9. Participants who are pregnant, breastfeeding, or considering becoming pregnant during the study and for 30 days after the last dose of study drug.
10. Participants who received treatment with any investigational drug of chemical or biologic nature within 30 days or five half-lives (whichever is longer) prior to the screening endoscopy or who are currently enrolled in another interventional clinical study.
11. Participants with systemic use of known strong cytochrome P450 3A (CYP3A) inhibitors or strong CYP3A inducers within 30 days or five half-lives (whichever is longer) of the screening endoscopy through the end of study participation: Herbal therapies and other traditional medicines with unknown effect on CYP3A taken systemically are prohibited within 30 days prior to the screening endoscopy and throughout the study. Herbal therapies and other traditional medicines are defined as any herbal formulation intended to treat or prevent health problems and may include supplements based on which herbs the participant is taking.

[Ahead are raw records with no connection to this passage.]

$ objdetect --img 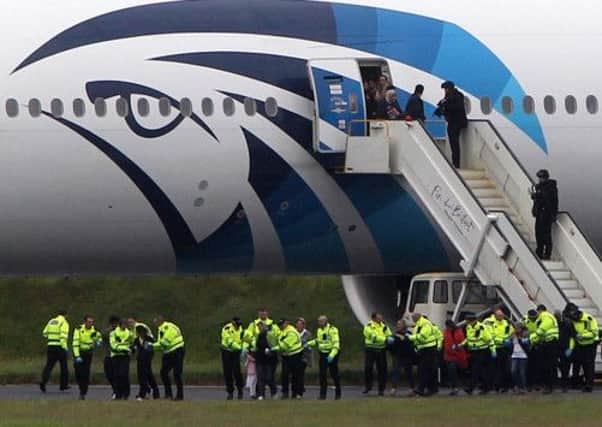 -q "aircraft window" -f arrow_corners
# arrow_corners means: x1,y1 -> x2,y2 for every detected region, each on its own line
94,98 -> 107,117
523,95 -> 535,114
564,95 -> 577,114
115,97 -> 129,117
50,98 -> 65,117
585,95 -> 598,114
543,95 -> 556,114
6,98 -> 19,118
481,96 -> 492,114
502,96 -> 514,114
265,97 -> 278,117
28,98 -> 42,117
159,98 -> 171,117
201,98 -> 213,117
223,98 -> 235,116
245,98 -> 257,116
410,280 -> 430,312
433,280 -> 448,304
138,98 -> 150,117
180,98 -> 192,117
73,98 -> 86,117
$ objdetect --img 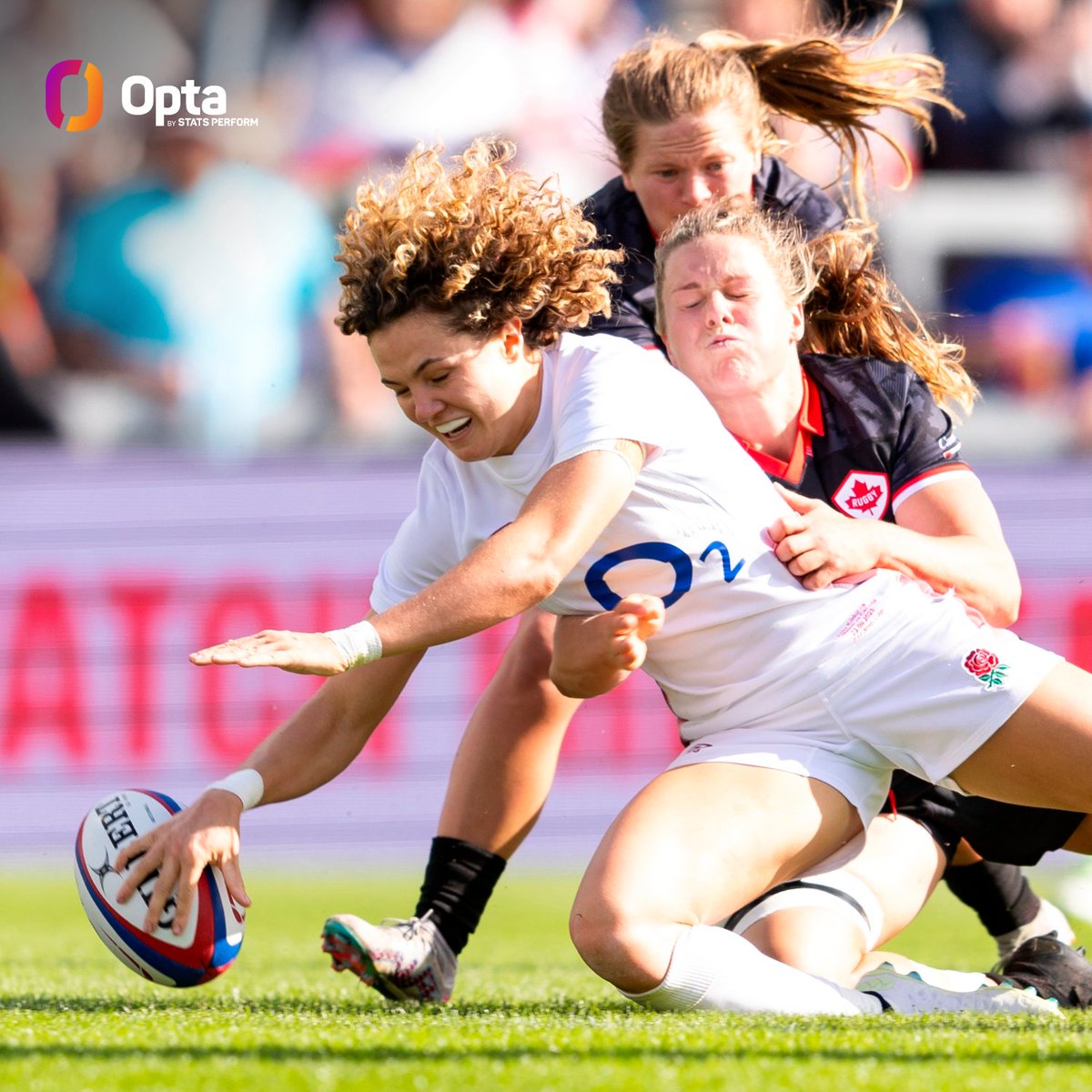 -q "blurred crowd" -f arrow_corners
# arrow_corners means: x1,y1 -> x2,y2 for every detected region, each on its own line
0,0 -> 1092,458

12. Participants who have received any live vaccine with replicating potential within 30 days prior to the first dose of study drug or have expected need of vaccination with any live vaccine with replicating potential during study participation including at least 30 days after the last dose of study drug. Live vaccines that are incapable of replicating are permitted.

13. Screening laboratory values that meet the following criteria at the most recent testing prior to the first dose of study drug:

    13.1. Serum aspartate transaminase (AST) > 2 × upper limit of normal (ULN); 13.2. Serum alanine transaminase (ALT) > 2 × ULN; 13.3. Estimated glomerular filtration rate (GFR) by simplified 4-variable Modification of Diet in Renal Disease (MDRD) formula < 30 mL/min/1.73 m2; 13.4. Total white blood cell (WBC) count < 2,500/µL; 13.5. Absolute neutrophil count (ANC) < 1,200/µL; 13.6. Platelet count < 100,000/µL; 13.7. Absolute lymphocyte count < 750/µL; 13.8. Hemoglobin < 9 g/dL.

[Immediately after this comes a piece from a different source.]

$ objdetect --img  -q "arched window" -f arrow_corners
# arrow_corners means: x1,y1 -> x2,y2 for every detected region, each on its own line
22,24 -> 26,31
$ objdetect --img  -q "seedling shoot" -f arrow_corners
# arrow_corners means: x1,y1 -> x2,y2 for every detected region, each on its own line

14. Known allergic reaction, significant sensitivity, or intolerance to Janus kinase (JAK) inhibitors or their components
15. History of or current clinically significant medical or psychiatric conditions or any other reason that in the opinion of the Investigator would interfere with the participant's participation in this study, would place the participant at risk by participating in the study or would make the participant an unsuitable candidate to receive study drug.
16. Inability to read or understand English.